Harnessing the Synergy of SGLT2 Inhibitors and Continuous Ketone Monitoring (CKM) in Managing Heart Failure among Patients with Type 1 Diabetes

Author:

Tecce Nicola1,de Alteriis Giorgio2ORCID,de Alteriis Giulia1,Verde Ludovica3,Tecce Mario Felice4ORCID,Colao Annamaria15,Muscogiuri Giovanna15

Affiliation:

1. Dipartimento di Medicina Clinica e Chirurgia, Unit of Endocrinology, Federico II University Medical School of Naples, Via Sergio Pansini 5, 80131 Napoli, Italy

2. Department of Industrial Engineering, University of Naples Federico II, Piazzale Tecchio 80, 80125 Naples, Italy

3. Centro Italiano per la Cura e il Benessere del Paziente con Obesità (C.I.B.O), Dipartimento di Medicina Clinica e Chirurgia, Unit of Endocrinology, Federico II University Medical School of Naples, Via Sergio Pansini 5, 80131 Napoli, Italy

4. Department of Pharmacy, University of Salerno, Via Giovanni Paolo II 132, 84084 Fisciano, Italy

5. Cattedra Unesco “Educazione alla Salute e Allo Sviluppo Sostenibile”, University Federico II, 80131 Napoli, Italy

Abstract

Heart failure (HF) management in type 1 diabetes (T1D) is particularly challenging due to its increased prevalence and the associated risks of hospitalization and mortality, driven by diabetic cardiomyopathy. Sodium–glucose cotransporter-2 inhibitors (SGLT2-is) offer a promising avenue for treating HF, specifically the preserved ejection fraction variant most common in T1D, but their utility is hampered by the risk of euglycemic diabetic ketoacidosis (DKA).

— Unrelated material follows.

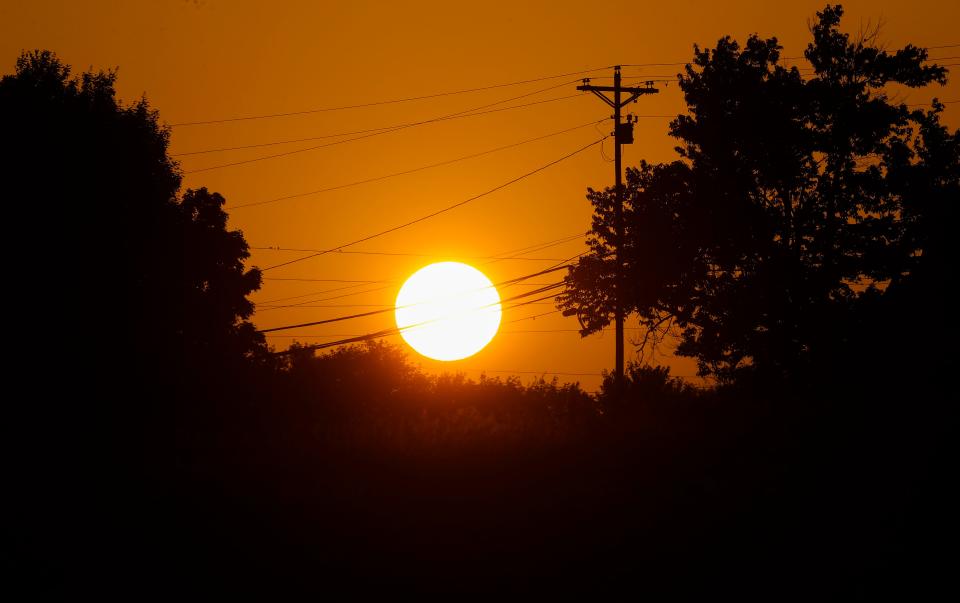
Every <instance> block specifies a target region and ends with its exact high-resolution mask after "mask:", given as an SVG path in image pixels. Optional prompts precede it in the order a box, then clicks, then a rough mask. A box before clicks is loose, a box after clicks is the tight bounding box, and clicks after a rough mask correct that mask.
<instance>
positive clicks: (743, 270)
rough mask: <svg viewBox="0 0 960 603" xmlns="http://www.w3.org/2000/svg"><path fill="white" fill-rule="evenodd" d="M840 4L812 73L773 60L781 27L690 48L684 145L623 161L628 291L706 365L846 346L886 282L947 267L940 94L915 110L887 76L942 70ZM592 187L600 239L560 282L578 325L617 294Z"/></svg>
mask: <svg viewBox="0 0 960 603" xmlns="http://www.w3.org/2000/svg"><path fill="white" fill-rule="evenodd" d="M841 15H842V9H841V8H840V7H839V6H837V7H830V6H828V7H827V8H826V9H825V10H824V11H822V12H821V13H818V17H819V20H818V21H817V22H816V23H815V24H814V25H813V27H812V34H813V41H812V42H811V43H810V45H809V46H808V47H807V50H806V52H805V56H806V58H807V59H808V61H809V62H810V64H811V65H812V66H813V67H814V71H815V72H814V74H813V75H812V76H809V77H807V76H804V75H801V73H800V71H799V70H798V69H797V68H796V67H789V68H788V67H785V66H783V65H782V64H781V61H780V51H781V46H780V45H779V44H778V42H777V40H776V39H775V38H771V39H767V40H763V39H760V38H758V37H756V36H751V37H750V38H749V40H748V41H747V43H746V45H745V46H744V47H743V48H741V47H740V45H739V44H738V43H737V42H735V41H733V40H732V39H730V38H729V37H725V38H723V39H721V40H720V41H719V42H718V43H717V45H716V47H715V48H714V49H712V50H700V49H699V48H697V49H696V50H695V55H694V60H693V62H692V64H690V65H688V66H687V67H686V73H685V74H684V75H681V76H680V87H681V89H682V90H683V92H684V97H685V100H686V103H687V106H688V109H689V114H688V115H680V116H678V117H677V118H676V119H675V120H674V121H673V122H672V123H671V125H670V133H671V135H672V136H674V137H676V138H677V139H678V140H680V142H681V146H679V147H678V149H677V150H678V152H679V153H680V155H681V157H682V159H681V160H679V161H675V162H673V163H668V164H657V165H650V164H647V163H641V165H640V166H639V167H638V168H636V169H628V170H627V184H626V187H625V191H624V220H625V225H626V241H625V245H624V256H625V264H626V271H627V281H628V285H627V288H626V291H624V298H625V304H626V307H627V308H628V309H630V310H632V311H635V312H636V313H637V315H638V316H639V319H640V322H641V324H642V325H643V326H644V327H646V329H647V330H648V333H649V336H650V337H652V338H653V339H657V338H661V337H662V336H663V335H664V334H665V333H666V332H668V331H669V330H670V329H674V331H673V332H675V333H677V334H678V335H679V336H680V339H681V342H680V345H679V348H678V353H680V354H682V355H687V356H692V357H695V358H696V359H697V360H698V362H699V365H700V370H701V372H702V373H704V374H708V373H709V374H714V375H716V376H718V377H720V378H721V379H723V380H730V379H733V378H734V377H736V376H737V375H742V374H743V373H744V372H745V371H746V372H751V373H754V374H757V373H759V374H762V375H766V376H767V377H770V378H773V379H782V378H790V377H794V378H795V377H798V376H799V375H804V374H810V373H811V372H812V371H814V370H815V368H814V367H818V368H822V367H823V365H824V364H829V359H835V358H840V357H842V356H843V355H844V354H848V353H850V351H851V350H852V349H854V348H851V347H850V346H853V345H855V344H856V343H857V342H858V341H859V340H858V333H857V332H856V327H855V325H858V324H860V323H861V321H862V320H863V318H864V317H866V316H868V315H869V316H871V317H873V318H876V317H877V314H878V313H880V314H882V313H883V312H884V311H885V310H882V309H881V307H882V306H883V305H884V304H887V310H886V311H888V312H889V311H891V310H893V305H891V304H893V302H892V301H891V299H890V298H888V294H891V295H892V294H894V292H895V291H898V290H902V289H905V288H909V287H913V286H915V285H916V284H917V280H918V279H919V278H920V274H921V273H927V274H934V273H936V272H937V271H939V270H942V269H944V268H946V264H944V260H943V259H942V258H943V257H944V252H945V250H946V237H945V231H944V228H945V226H944V224H952V225H955V224H956V221H955V219H954V218H955V216H956V199H957V198H958V197H957V194H956V192H957V190H958V188H957V187H958V184H957V183H958V179H960V164H958V161H957V153H958V151H957V149H958V133H957V132H954V133H950V132H948V131H947V130H946V128H945V127H943V126H942V125H940V123H939V113H940V112H941V111H942V109H943V107H942V105H937V104H935V105H934V107H933V109H932V110H930V111H921V110H910V108H909V107H907V106H906V105H905V104H902V103H897V102H893V100H892V99H891V98H890V97H889V92H888V90H889V86H891V85H901V86H907V87H921V86H925V85H928V84H931V83H941V84H942V83H944V82H945V81H946V70H945V69H944V68H943V67H939V66H935V65H929V64H925V61H926V59H927V56H928V55H927V52H926V50H924V49H920V48H917V47H914V46H912V45H907V46H905V47H904V48H902V49H900V50H897V51H895V52H888V51H886V50H881V49H879V48H877V47H876V46H874V45H873V44H872V42H873V41H874V39H873V37H872V36H865V37H863V38H862V39H859V40H851V39H850V37H849V35H848V34H845V33H842V32H841V31H840V30H839V23H840V17H841ZM588 199H590V201H591V202H592V203H593V205H594V208H595V211H594V219H593V226H592V231H591V237H590V239H589V244H590V246H591V248H592V251H593V253H592V254H591V255H589V256H585V257H584V258H582V259H581V260H580V262H579V264H578V265H577V266H576V267H574V268H572V269H571V271H570V273H569V275H568V276H567V279H566V282H567V289H566V291H565V292H564V294H563V295H561V296H560V297H559V298H558V301H559V304H560V307H561V308H563V309H564V312H565V313H566V314H568V315H571V314H575V315H576V316H578V317H579V318H580V321H581V325H582V332H583V334H585V335H586V334H589V333H593V332H596V331H598V330H599V329H601V328H603V327H604V326H606V325H607V324H609V322H610V321H611V319H612V316H613V299H614V298H613V291H614V287H613V286H612V285H613V282H614V261H613V259H612V256H611V251H612V249H613V241H614V236H613V218H612V216H613V202H614V194H613V191H612V190H611V189H606V190H604V191H595V190H590V191H589V194H588ZM938 258H939V259H938ZM924 278H925V279H926V280H930V278H929V276H928V277H924ZM908 296H910V294H908ZM859 343H860V344H861V345H862V343H863V342H862V341H859Z"/></svg>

This review investigates the potential of SGLT2-is in T1D HF management alongside emergent Continuous Ketone Monitoring (CKM) technology as a means to mitigate DKA risk through a comprehensive analysis of clinical trials, observational studies, and reviews. The evidence suggests that SGLT2-is significantly reduce HF hospitalization and enhance cardiovascular outcomes. However, their application in T1D patients remains limited due to DKA concerns. CKM technology emerges as a crucial tool in this context, offering real-time monitoring of ketone levels, which enables the safe incorporation of SGLT2-is into treatment regimes by allowing for early detection and intervention in the development of ketosis. The synergy between SGLT2-is and CKM has the potential to revolutionize HF treatment in T1D, promising improved patient safety, quality of life, and reduced HF-related morbidity and mortality. Future research should aim to employ clinical trials directly assessing this integrated approach, potentially guiding new management protocols for HF in T1D.